# Pioneer AVH-P3100DVD no sound



## Pholtz480 (Jun 16, 2010)

I have a 04 tiburon with the infinity sound system that is an offered upgrade. i purchased the Pioneer AVH-P3100DVD i went to pep boys and got some kit that allows me to plug into my car wire harness and into the pioneer and they connect togeather. that works but the problem is becuase there is no break wire in that kit i get no video but everything else works fine.

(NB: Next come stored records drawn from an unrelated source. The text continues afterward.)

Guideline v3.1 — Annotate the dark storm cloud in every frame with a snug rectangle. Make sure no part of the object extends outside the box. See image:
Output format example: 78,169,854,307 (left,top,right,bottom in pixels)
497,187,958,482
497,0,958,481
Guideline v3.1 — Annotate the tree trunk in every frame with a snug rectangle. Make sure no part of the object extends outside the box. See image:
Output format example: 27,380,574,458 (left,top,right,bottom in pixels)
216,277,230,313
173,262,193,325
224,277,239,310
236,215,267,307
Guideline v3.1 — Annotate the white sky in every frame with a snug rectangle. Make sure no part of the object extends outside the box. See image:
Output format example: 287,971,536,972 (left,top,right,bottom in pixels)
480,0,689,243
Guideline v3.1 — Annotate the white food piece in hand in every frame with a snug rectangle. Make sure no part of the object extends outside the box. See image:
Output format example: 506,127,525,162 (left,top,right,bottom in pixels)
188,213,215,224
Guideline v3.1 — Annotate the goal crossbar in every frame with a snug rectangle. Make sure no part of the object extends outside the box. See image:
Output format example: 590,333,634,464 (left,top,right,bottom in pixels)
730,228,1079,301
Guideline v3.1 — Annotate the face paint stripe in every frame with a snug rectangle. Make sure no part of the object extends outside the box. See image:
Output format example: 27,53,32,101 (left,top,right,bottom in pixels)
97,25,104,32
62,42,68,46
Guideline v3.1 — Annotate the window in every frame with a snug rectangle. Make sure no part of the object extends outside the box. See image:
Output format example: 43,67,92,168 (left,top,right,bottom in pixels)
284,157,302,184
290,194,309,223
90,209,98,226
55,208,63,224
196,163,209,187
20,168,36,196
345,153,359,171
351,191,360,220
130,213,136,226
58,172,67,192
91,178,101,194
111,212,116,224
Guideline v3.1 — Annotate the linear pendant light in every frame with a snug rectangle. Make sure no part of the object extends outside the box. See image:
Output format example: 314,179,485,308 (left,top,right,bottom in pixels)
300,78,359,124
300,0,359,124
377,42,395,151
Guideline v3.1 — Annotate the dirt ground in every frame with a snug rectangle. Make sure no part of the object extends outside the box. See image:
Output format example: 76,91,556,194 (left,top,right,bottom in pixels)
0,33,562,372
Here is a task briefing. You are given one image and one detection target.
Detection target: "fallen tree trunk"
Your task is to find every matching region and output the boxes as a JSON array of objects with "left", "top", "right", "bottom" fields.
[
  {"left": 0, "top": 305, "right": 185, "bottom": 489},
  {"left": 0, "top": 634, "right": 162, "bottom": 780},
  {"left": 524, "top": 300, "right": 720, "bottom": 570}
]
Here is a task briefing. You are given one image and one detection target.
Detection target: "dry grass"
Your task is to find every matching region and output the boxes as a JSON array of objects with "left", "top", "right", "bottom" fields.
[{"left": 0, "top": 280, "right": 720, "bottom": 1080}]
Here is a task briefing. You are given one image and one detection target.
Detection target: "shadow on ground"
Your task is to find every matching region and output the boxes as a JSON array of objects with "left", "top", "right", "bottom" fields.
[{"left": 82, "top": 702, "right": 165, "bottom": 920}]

so i got the new harness that would let me connect to my car and then wire into the one that comes with the head unit. i have not connected the break line becuase i want to by pass it to use the video when break is off but now i am getting no sound. all the wires are hooked up ok other then that. i do have the mute wire not hooked to anything. the head unit looks like everything is playing fine just no sound at all. i get no static when on radio and the my iphone does not play sound even though it looks like it is. 

any help would be great.


----------



## jaggerwild (May 21, 2007)

Pholtz480 said:


> I have a 04 tiburon with the infinity sound system that is an offered upgrade. i purchased the Pioneer AVH-P3100DVD i went to pep boys and got some kit that allows me to plug into my car wire harness and into the pioneer and they connect togeather. that works but the problem is becuase there is no break wire in that kit i get no video but everything else works fine.
> 
> so i got the new harness that would let me connect to my car and then wire into the one that comes with the head unit. i have not connected the break line becuase i want to by pass it to use the video when break is off but now i am getting no sound. all the wires are hooked up ok other then that. i do have the mute wire not hooked to anything. the head unit looks like everything is playing fine just no sound at all. i get no static when on radio and the my iphone does not play sound even though it looks like it is.
> 
> any help would be great.


 Check all connections for proper ground, power, constant. Also if any wire for the speakers see's a ground it will shut the unit sound off till it goes away. In other words if a speaker is touching ground, etc..........


----------